Vitamin B12 deficiency symptoms: Three feelings in the body that can signal lack of B12
The human body needs vitamin B12 to make red blood cells, nerves, DNA, and carry out other important functions. Some people are unable to consume enough vitamin B12 to meet their needs, while others can’t absorb enough, no matter how much they take in. As a result, vitamin B12 deficiency is relatively common, especially among older people. The National Health and Nutrition Examination Survey estimated that 3.2 per cent of adults over the age of 50 have seriously low B12 level, and up to 20 per cent may have borderline vitamin B12 deficiency. A severe vitamin B12 deficiency can lead to depression, paranoia and delusions, memory loss, incontinence, loss of taste, and more. According to Thyroid Patient Advocacy (TPA), if a person feels the following three things in their body, it could signal a lack of vitamin B12. What are the signs?
The sensation could start out as more of an annoyance rather than a pain, however, it can develop into pain if not treated
Experiencing a headache that may be preceded by a temporary blind spot in the centre of the field of vision, that usually lasts around ten minutes, and then followed by facial pain under the eyes could be a warning sign of a deficiency, says TPA.
It adds: “These headaches and migraines may follow with symptoms of severe nausea.
Feeling a tingling along the back of one or both thighs that starts at the hips and then shoots downwards could be symptom of a vitamin B12 deficiency.
TPA said: “The sensation could start out as more of an annoyance rather than a pain, however, it can develop into pain if not treated.”
When a person feels a nerve shock in the side of the body it could be a sign of a lack of B12.
TPA explained: “This sensation could be felt coming on a few seconds before it hits, and then when it does hit, it’s almost like a mild but very deep electric shock and then it quickly subsides.
“It can occur at the side of either hip or on either side of the upper body, along the ribs. Worse yet, it can occur consecutively in at least two or three locations, one right after the other.”
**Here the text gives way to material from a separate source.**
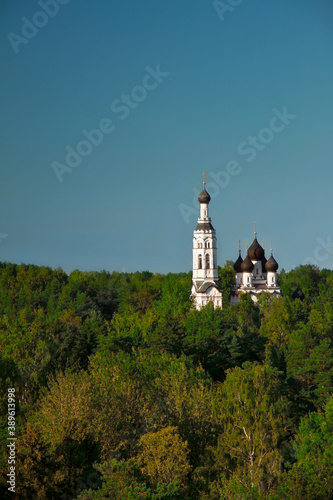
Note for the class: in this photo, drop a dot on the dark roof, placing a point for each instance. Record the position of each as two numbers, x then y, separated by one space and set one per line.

A serious vitamin B12 deficiency can be corrected a few ways. A person can either take shots of vitamin B12, altering the amount needed as to how serious their deficiency is.
A person can also take supplements or multivitamins for their lack of vitamin B12. In many people, a vitamin B12 deficit can be prevented.
If a person is a strict vegetarian or vegan, it’s important to eat breads, cereal, or other grains that have been fortified with vitamin B12.
If a person if not getting enough vitamin B12 from their diet they may be advised by a GP to eat more food fortified with vitamin B12 or to take regular supplements.
Vitamin B12 injections may also be recommended, and for those with pernicious anaemia, injections may be required for the rest of their lives.
Foods with a high source of vitamin B12 include beef, liver, fish, shellfish, low-fat milk, eggs, and cheese.